Court Overturns Property Valuation Because of Trial Judge's Mistakes
When a public agency acquires a property via eminent domain, only a trial court judge -- and not a jury -- can decide whether a business should receive compensation for loss of goodwill, a state appellate court has ruled.
The ruling came in a case involving the Emeryville Redevelopment Agency. The First District Court of Appeal ruled that the trial court got a number of things wrong -- including allowing improper evidence -- but that the lower court was right to prevent the jury from hearing arguments about the loss of goodwill. In the end, the appellate court threw out a $12.5 million award to the landowner and sent the case back to the trial court.
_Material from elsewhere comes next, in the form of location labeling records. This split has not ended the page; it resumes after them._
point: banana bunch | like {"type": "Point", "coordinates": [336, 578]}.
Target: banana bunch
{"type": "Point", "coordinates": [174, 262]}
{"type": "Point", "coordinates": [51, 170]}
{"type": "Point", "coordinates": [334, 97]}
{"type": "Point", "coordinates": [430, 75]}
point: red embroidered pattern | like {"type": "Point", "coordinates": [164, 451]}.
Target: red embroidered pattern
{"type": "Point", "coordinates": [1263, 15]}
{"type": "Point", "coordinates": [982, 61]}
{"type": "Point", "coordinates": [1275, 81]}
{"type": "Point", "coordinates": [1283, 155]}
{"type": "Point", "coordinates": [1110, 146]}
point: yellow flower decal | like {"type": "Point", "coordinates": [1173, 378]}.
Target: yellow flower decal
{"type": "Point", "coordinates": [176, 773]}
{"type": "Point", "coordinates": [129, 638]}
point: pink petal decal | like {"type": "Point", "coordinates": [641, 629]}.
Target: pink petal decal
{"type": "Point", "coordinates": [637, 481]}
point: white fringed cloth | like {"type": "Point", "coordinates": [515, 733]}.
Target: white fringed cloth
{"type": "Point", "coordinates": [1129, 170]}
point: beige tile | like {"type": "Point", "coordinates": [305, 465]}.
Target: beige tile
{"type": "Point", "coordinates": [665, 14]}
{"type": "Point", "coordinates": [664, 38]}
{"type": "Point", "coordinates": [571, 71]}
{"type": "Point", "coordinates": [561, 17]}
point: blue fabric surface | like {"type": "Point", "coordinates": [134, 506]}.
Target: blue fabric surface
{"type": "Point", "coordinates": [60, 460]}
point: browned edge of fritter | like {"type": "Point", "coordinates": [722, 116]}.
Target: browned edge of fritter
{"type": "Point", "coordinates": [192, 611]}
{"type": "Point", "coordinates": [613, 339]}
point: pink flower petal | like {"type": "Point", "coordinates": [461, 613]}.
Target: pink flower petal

"This is a significant victory for condemning agencies in that it will send a strong message to trial courts that they should not defer issues other than valuation to a jury," Emeryville attorney Tom Douvan, of McDonough, Holland & Allen, told the Los Angeles Daily Journal.
Even before this lawsuit was initiated, the 13-acre site in question had a long history. American Indians had created a huge mound of sea shells reaching at least 40 feet in height. During the late 1800s, the land was used for an amusement park known as Shellmound Park. During the 1920s, the mound was leveled and an industrial development was built. In 1987, the city included the site in a 270-acre redevelopment project.
In 1998, the redevelopment agency filed an eminent domain lawsuit against Harcros Pigments Inc. (later Elementis Pigments Inc.) to acquire the 13 acres. The city wanted the property to accommodate a mixed-use commercial development. The city offered $6 million, but a jury eventually ordered the city to pay $12.5 million, minus costs for cleaning up contaminated soil.
Both the city and Elementis filed appeals of different parts of the decision. Elementis argued that Alameda County Superior Court Judge Ronald Sabraw improperly withheld from the jury evidence concerning loss of goodwill. Elementis cited several cases in which the issue of entitlement to compensation for lost goodwill was submitted to the jury.
But the unanimous three-judge panel of the First District ruled that the cases Elementis cited were not the same as the current one. Citing Code of Civil Procedure section 1263.510 (a), the court held that when a dispute exists about compensation for lost goodwill, a judge must first rule on that dispute. If the court rules that there has been a loss of goodwill, only then can the issue of valuing that goodwill go to the jury, the First District ruled.
"[T]he general rule in eminent domain actions is that ‘the right to a jury trial … goes only to the amount of compensation,'" Justice Patricia Sepulveda wrote for the court, citing Redevelopment Agency v. Contra Costa Theatre, Inc., (1982) 135 Ca.App.3d, 73. "‘All other questions of fact, or mixed fact and law, are to be tried … without reference to a jury.'"
The city argued that Judge Sabraw allowed the jury to consider evidence not properly before the jury. The appellate panel agreed. It ruled that Judge Sabraw made several mistakes that prejudiced the jury too much for the jury's decision to stand. Sabraw wrongly allowed the jury to consider the amount the city has paid for other properties in the area, and Sabraw let the jury consider what project the city had proposed for the site.
In eminent domain cases such as this one, the appellate court ruled, Evidence Code section 822 excludes information regarding "acquisitions for public use." One case cited by Elementis, City and County of San Francisco v. Golden Gate Heights Investments, (1993) 14 Cal.App.4th, appears to allow the jury to consider the price paid by a public agency for other pieces of property. But the First District declined to follow the Golden Gate case and pointed to a recent amendment by the Legislature that said the Golden Gate court has "misconstrued" the evidence rule.
As for evidence regarding the city's proposed use of the site, such information must not be considered by the jury, the court ruled. "[E]vidence of specific project plans is inadmissible in the absence of specific facts or points of contention which demonstrably enhance the probative value of the evidence to a point where it outweighs the inherent potential for prejudice," Sepulveda wrote.
Emeryville Redevelopment Agency v. Harcros Pigments, Inc., Nos. A090932, A091716, A093126, 02 C.D.O.S. 8255, 2002 DJDAR 10329. Filed August 9, 2002. Ordered published September 6, 2002.
For Emeryville: Natalie West, McDonough, Holland & Allen, (510) 273-8780.
For Harcros: James Berg, Berg & Parker, (415) 397- 6000.